In 2020, Hyojun participated in the KIST-Korea University joint research program for his Master’s degree in Bioengineering, where he worked with Dr Ki Joo Pahk on the biophysical mechanism of therapeutic ultrasound. He speculated that the ultrasound could reach into the intracellular area beyond the cell membrane and directly alter the biophysical properties of various contents in it. He found that ultrasound stimulation enhanced the diffusivity of intracellular macromolecules, and this passive-like response can subsequently affect several biological processes, including nucleocytoplasmic transport and kinase activity.
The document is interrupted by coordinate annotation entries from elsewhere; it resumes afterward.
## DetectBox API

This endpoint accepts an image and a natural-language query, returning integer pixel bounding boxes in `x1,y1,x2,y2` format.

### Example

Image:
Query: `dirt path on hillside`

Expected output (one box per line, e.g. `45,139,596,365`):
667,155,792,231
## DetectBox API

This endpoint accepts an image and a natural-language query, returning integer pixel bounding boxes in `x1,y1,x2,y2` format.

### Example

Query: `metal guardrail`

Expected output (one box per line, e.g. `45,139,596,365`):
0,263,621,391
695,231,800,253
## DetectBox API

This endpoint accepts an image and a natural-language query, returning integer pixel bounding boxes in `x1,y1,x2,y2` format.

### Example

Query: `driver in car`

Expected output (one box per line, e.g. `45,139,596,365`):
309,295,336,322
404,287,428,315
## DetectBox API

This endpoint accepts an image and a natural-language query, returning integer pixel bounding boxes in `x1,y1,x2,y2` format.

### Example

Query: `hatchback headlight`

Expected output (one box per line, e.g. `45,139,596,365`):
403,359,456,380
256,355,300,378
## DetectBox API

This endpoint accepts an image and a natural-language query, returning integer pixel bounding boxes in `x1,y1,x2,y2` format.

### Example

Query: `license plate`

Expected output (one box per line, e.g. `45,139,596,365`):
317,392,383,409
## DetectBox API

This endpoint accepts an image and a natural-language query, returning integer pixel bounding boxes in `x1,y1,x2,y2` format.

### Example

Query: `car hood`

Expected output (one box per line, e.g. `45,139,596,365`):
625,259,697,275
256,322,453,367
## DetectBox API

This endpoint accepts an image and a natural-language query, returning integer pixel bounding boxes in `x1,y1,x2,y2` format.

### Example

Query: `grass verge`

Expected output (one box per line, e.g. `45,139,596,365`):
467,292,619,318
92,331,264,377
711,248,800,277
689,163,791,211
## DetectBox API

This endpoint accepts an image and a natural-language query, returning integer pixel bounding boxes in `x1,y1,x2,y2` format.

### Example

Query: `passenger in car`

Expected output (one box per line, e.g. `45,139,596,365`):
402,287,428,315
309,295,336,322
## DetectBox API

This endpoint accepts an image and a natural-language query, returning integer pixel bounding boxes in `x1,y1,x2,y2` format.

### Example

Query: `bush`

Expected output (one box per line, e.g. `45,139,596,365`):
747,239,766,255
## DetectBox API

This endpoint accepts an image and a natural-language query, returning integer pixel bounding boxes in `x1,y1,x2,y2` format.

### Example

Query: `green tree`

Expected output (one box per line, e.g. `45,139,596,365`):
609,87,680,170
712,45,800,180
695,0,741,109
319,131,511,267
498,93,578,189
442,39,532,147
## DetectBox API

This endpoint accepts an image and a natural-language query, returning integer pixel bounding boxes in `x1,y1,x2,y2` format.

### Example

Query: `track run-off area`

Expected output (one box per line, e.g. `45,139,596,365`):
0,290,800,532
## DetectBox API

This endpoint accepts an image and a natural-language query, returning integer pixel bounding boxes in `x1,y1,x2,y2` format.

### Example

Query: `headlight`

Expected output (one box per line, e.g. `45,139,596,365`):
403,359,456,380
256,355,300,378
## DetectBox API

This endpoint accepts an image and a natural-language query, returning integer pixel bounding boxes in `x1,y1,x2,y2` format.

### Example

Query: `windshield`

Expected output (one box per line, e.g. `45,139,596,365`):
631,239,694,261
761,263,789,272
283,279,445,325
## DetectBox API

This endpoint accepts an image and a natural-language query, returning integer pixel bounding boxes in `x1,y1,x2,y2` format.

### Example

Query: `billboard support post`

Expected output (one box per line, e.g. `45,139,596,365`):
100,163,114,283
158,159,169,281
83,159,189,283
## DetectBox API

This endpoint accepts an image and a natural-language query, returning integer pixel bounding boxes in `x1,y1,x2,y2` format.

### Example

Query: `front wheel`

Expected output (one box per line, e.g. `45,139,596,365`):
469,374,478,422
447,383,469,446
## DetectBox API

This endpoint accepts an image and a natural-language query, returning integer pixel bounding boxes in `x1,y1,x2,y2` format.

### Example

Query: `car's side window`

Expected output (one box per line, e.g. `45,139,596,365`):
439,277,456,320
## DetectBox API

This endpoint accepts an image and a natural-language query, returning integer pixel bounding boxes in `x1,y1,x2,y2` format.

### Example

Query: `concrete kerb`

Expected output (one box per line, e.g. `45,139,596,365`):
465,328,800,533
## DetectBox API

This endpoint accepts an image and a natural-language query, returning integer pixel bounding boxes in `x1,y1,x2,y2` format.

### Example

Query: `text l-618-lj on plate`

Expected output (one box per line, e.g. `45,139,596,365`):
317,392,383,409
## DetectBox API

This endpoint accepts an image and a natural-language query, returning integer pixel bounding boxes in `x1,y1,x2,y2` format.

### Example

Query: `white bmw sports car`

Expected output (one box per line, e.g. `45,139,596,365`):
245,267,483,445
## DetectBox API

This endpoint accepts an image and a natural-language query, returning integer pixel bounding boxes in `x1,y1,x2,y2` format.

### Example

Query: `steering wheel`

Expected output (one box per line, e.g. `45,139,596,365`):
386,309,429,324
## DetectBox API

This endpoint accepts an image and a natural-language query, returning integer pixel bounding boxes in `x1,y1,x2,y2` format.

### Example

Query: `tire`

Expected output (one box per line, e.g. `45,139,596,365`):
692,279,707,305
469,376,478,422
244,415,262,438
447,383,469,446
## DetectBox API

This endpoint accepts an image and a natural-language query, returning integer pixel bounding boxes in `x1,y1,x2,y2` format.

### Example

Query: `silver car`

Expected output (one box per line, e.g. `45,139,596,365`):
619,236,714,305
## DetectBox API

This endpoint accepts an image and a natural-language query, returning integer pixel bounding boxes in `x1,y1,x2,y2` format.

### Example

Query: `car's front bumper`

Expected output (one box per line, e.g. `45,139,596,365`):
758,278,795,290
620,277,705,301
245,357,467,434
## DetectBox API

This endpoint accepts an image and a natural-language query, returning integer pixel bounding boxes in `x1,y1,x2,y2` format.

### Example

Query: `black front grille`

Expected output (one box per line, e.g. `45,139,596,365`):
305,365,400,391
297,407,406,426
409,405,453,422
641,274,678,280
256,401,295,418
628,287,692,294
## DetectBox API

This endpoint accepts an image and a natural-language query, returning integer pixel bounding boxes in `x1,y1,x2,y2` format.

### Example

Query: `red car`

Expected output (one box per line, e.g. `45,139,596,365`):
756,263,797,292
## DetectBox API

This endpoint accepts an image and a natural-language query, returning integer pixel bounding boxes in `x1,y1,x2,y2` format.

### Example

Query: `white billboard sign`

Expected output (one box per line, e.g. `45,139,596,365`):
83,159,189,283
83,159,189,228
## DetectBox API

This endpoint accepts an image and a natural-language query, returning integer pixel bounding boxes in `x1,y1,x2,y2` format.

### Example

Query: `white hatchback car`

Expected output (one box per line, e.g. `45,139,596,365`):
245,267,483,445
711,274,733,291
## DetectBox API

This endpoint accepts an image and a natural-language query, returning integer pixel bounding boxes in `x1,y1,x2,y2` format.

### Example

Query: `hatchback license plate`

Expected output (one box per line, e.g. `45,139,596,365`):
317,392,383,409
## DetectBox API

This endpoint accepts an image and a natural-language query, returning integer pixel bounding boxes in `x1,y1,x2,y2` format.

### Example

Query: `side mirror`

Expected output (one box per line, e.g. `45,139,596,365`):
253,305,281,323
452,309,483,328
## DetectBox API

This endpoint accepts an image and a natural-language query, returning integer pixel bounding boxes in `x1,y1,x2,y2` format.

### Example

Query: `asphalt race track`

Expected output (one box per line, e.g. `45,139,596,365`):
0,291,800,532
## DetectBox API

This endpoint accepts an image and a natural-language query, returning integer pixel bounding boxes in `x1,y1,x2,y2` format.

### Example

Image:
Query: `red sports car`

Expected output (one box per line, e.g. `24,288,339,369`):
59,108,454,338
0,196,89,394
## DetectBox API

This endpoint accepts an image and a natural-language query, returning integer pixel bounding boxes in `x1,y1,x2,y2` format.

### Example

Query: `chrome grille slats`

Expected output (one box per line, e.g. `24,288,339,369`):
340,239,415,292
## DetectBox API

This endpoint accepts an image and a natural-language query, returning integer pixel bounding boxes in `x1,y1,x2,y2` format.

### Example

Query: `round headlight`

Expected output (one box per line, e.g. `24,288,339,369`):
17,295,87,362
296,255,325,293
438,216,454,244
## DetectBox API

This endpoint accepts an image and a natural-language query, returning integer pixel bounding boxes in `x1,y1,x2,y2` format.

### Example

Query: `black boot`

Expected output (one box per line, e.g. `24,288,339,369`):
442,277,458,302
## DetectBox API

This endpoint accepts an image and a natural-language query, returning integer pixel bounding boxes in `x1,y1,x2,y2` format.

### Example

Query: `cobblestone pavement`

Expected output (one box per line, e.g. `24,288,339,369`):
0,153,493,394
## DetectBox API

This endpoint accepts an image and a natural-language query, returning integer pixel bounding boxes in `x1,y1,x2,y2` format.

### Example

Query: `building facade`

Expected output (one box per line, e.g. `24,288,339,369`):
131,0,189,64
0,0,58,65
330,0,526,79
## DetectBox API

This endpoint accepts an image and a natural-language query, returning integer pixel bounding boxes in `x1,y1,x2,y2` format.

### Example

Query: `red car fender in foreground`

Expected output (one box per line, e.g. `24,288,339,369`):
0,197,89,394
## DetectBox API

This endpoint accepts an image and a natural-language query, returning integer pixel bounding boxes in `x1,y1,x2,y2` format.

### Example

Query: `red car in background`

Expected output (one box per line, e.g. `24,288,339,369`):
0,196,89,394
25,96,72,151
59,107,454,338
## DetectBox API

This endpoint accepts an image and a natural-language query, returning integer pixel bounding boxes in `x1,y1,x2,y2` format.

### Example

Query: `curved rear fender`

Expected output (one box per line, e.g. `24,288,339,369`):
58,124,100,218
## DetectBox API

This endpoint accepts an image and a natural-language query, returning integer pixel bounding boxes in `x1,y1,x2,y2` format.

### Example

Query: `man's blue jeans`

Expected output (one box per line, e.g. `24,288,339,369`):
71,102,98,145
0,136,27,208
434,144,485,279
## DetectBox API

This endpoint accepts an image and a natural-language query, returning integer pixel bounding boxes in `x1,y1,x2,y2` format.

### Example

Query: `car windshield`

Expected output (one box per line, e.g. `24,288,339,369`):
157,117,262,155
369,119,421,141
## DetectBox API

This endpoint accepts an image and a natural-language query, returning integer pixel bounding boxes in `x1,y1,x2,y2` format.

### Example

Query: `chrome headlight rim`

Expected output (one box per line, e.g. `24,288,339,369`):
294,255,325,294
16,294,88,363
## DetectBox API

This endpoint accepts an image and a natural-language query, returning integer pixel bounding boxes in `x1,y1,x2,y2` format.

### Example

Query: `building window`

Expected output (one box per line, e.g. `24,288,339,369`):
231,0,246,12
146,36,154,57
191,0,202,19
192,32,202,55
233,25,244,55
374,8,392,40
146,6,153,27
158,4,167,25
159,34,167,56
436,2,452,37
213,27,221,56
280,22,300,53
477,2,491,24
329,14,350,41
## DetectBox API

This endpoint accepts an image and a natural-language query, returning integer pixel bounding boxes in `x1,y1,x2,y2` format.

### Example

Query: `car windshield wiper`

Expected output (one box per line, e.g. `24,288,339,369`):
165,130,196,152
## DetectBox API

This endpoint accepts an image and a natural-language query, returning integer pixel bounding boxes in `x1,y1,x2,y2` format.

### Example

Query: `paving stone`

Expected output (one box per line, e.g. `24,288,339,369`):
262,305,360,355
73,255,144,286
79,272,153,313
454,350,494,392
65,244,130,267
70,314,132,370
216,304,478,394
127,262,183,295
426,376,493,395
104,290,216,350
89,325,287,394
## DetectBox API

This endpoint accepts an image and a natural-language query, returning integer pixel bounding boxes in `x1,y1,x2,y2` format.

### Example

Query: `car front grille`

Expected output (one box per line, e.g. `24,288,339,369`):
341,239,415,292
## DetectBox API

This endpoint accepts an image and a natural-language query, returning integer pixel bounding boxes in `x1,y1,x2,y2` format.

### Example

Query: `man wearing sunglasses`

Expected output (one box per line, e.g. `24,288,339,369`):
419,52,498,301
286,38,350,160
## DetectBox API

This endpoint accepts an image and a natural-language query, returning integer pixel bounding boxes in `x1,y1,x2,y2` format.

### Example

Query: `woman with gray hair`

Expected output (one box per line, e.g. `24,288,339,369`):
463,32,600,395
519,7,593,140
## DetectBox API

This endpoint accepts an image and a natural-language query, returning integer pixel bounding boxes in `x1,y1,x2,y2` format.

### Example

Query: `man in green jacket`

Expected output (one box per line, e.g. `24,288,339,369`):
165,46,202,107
Hyojun joined the LAAS-CNRS as a PhD student under the supervision of Morgan in 2022. He challenges the biophysical mechanisms of decreased protein synthesis from different cell kingdoms under mechanical pressure, dissecting every step of central dogma at the mesoscopic scale. It is still obscure whether the rheological property changes of living cells (e.g., liquid-liquid phase separation) under pressure are the process of cell adaptations or physical responses to mechanical stress. This vital question stands a chance to shift the mechanobiological paradigm toward cell membrane strain to the interior or whole compartment of cells.